The creature appears to be impossible to kill. The crew is reduced to a final three: Nomi, McCartney, and an “Ellen Ripley”-type woman named San. It becomes plain that even if the survivors are able to remove the enhanced Karien from the playing field, the alien would just jump into one of their bodies, and start over. Furthermore, it becomes evident that, somehow, they have to stop the thing from getting to Earth and using the entire human race as its personal lab rats/playthings. Kirkus Reviews notes, “[Ennis] manages to deliver a pretty powerful emotional blow” at the conclusion. San sacrifices herself to save Nomi. We do not concur with this assessment. There is a romantic subplot of sorts between Nomi and San – both are apparently lesbians – but the conversations underpinning a romance seem to come up when there are otherwise lulls in the action. This dialogue does not add to much until the last chapter when San ensures Nomi’s survival above all else.

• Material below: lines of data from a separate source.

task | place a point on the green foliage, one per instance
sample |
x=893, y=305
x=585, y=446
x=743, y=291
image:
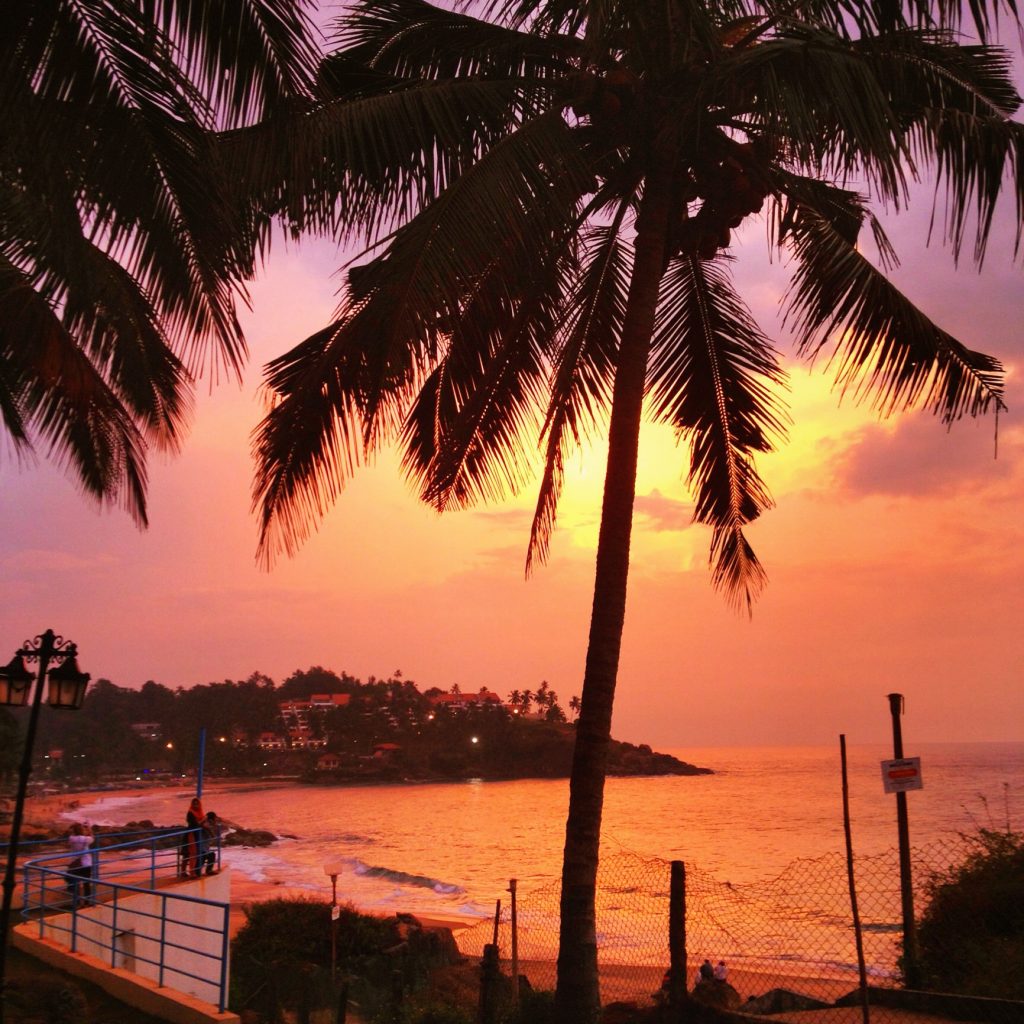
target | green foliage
x=535, y=1008
x=434, y=1014
x=282, y=955
x=971, y=936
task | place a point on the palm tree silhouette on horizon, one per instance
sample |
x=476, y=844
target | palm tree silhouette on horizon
x=547, y=194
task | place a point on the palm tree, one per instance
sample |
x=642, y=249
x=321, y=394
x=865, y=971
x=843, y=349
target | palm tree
x=574, y=706
x=548, y=194
x=122, y=257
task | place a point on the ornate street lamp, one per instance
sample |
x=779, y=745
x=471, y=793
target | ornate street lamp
x=66, y=690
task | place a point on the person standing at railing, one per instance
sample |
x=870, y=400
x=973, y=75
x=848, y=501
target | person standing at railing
x=195, y=819
x=80, y=866
x=211, y=839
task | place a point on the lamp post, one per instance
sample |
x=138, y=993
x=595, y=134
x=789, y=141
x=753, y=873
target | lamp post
x=334, y=870
x=67, y=690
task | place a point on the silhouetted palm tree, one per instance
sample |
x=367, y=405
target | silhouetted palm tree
x=548, y=194
x=121, y=257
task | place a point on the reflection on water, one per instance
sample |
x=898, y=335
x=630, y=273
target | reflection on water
x=452, y=848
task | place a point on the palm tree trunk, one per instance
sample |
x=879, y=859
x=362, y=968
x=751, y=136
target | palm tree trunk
x=578, y=995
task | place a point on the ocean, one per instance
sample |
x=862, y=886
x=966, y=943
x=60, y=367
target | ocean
x=450, y=849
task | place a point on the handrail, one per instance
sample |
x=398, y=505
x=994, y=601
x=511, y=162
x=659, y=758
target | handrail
x=124, y=870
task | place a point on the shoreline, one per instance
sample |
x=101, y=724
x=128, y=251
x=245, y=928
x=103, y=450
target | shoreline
x=53, y=812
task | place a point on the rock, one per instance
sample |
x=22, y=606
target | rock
x=719, y=994
x=249, y=837
x=781, y=1000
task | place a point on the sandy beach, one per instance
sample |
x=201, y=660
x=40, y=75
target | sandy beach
x=44, y=814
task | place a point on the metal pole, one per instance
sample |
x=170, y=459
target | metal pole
x=202, y=760
x=46, y=649
x=515, y=946
x=677, y=936
x=857, y=933
x=334, y=927
x=910, y=978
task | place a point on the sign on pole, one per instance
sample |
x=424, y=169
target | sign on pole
x=901, y=774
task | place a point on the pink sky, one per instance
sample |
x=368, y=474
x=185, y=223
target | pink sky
x=895, y=556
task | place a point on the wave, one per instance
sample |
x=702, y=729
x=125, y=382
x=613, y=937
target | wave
x=404, y=878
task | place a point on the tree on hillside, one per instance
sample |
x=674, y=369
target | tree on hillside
x=121, y=256
x=971, y=935
x=548, y=194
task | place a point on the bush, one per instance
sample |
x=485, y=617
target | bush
x=281, y=958
x=971, y=936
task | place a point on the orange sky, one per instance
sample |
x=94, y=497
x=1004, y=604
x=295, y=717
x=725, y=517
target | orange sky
x=895, y=557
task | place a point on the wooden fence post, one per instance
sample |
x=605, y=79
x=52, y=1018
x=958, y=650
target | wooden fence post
x=677, y=936
x=489, y=980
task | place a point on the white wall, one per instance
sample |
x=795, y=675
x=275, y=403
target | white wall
x=136, y=925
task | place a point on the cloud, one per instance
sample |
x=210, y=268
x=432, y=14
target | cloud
x=921, y=457
x=43, y=561
x=663, y=513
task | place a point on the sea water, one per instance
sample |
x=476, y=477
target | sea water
x=451, y=849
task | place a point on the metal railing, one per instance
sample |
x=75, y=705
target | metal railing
x=120, y=911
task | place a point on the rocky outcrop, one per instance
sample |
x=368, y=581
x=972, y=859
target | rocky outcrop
x=781, y=1000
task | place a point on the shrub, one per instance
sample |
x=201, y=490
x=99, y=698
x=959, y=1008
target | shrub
x=971, y=936
x=282, y=955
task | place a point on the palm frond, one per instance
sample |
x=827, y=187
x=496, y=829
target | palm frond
x=712, y=374
x=312, y=438
x=247, y=55
x=584, y=371
x=51, y=391
x=885, y=349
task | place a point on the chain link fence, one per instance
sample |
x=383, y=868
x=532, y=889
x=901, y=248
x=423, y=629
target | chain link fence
x=787, y=943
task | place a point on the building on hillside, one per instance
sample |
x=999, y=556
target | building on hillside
x=302, y=738
x=270, y=741
x=325, y=701
x=463, y=701
x=146, y=730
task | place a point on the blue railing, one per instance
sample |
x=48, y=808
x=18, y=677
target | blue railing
x=108, y=914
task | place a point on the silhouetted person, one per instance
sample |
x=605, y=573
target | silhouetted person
x=80, y=866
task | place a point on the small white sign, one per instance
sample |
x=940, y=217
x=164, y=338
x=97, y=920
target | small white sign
x=901, y=774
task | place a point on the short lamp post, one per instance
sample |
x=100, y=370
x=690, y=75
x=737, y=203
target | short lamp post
x=66, y=690
x=334, y=870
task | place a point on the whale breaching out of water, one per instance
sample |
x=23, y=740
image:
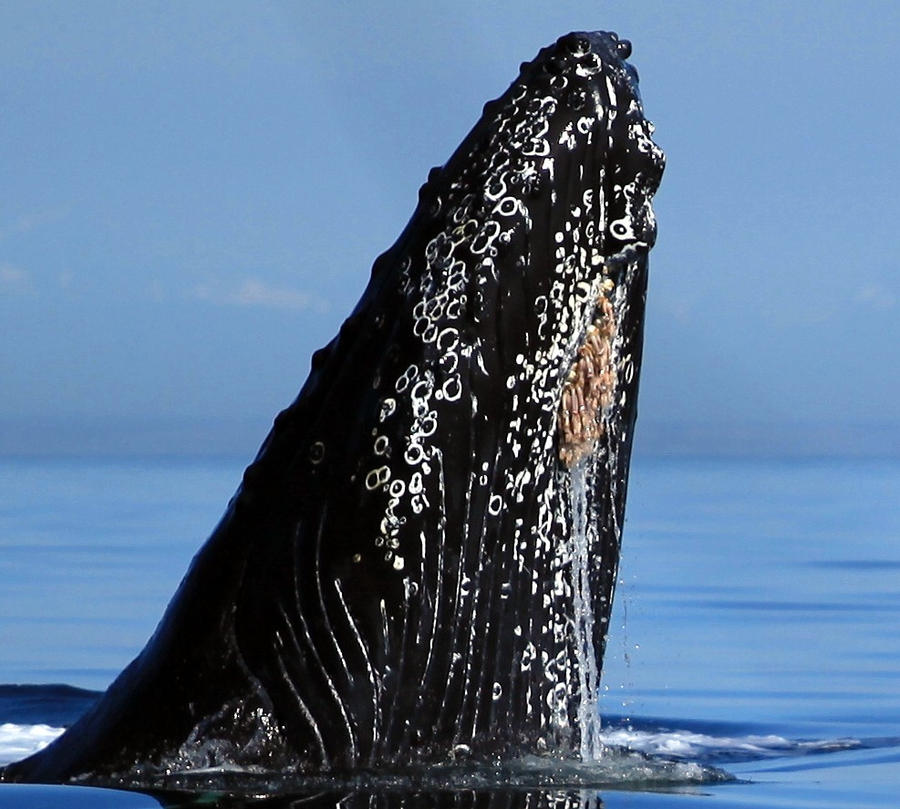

Mr Ennis is walking too-familiar ground here. The plot lacks the sense of daring and originality which he displayed in some of his better known works like Preacher(1995-2000, Vertigo/DC Comics) or Hitman (2009-2012, DC Comics). Mr Ennis does deploy haunting phrases such as “stillborn things that go straight in the trash”, but his standard, entertaining puerile sense of humor is missing. Comic book readers generally do not associate Mr Ennis with science fiction. He seems to work better in the realm of the war story, the crime drama, or the superhero satire. Mr Ennis cut his teeth like many British/Irish/Scottish writers of his generation on work like Judge Dredd and other stories in the pages of the evergreen British publication 2000 AD, and he did a run on DC Comics’ horror title Hellblazer , but his most imaginative work may be Preacher. Mr Ennis otherwise seems to have a gift for military fiction. The only other substantive science fiction work by Mr Ennis we are aware of is a Dan Dare revival for Dynamite Entertainment. In his introduction to that title, Mr Ennis said he was writing it as something of a throwback for an idealistic character as opposed to his usual cynical style of work.
Fans of deep space horror will probably like the book, and while it is far from bad, the original Alien did much of what is on display here, only much better.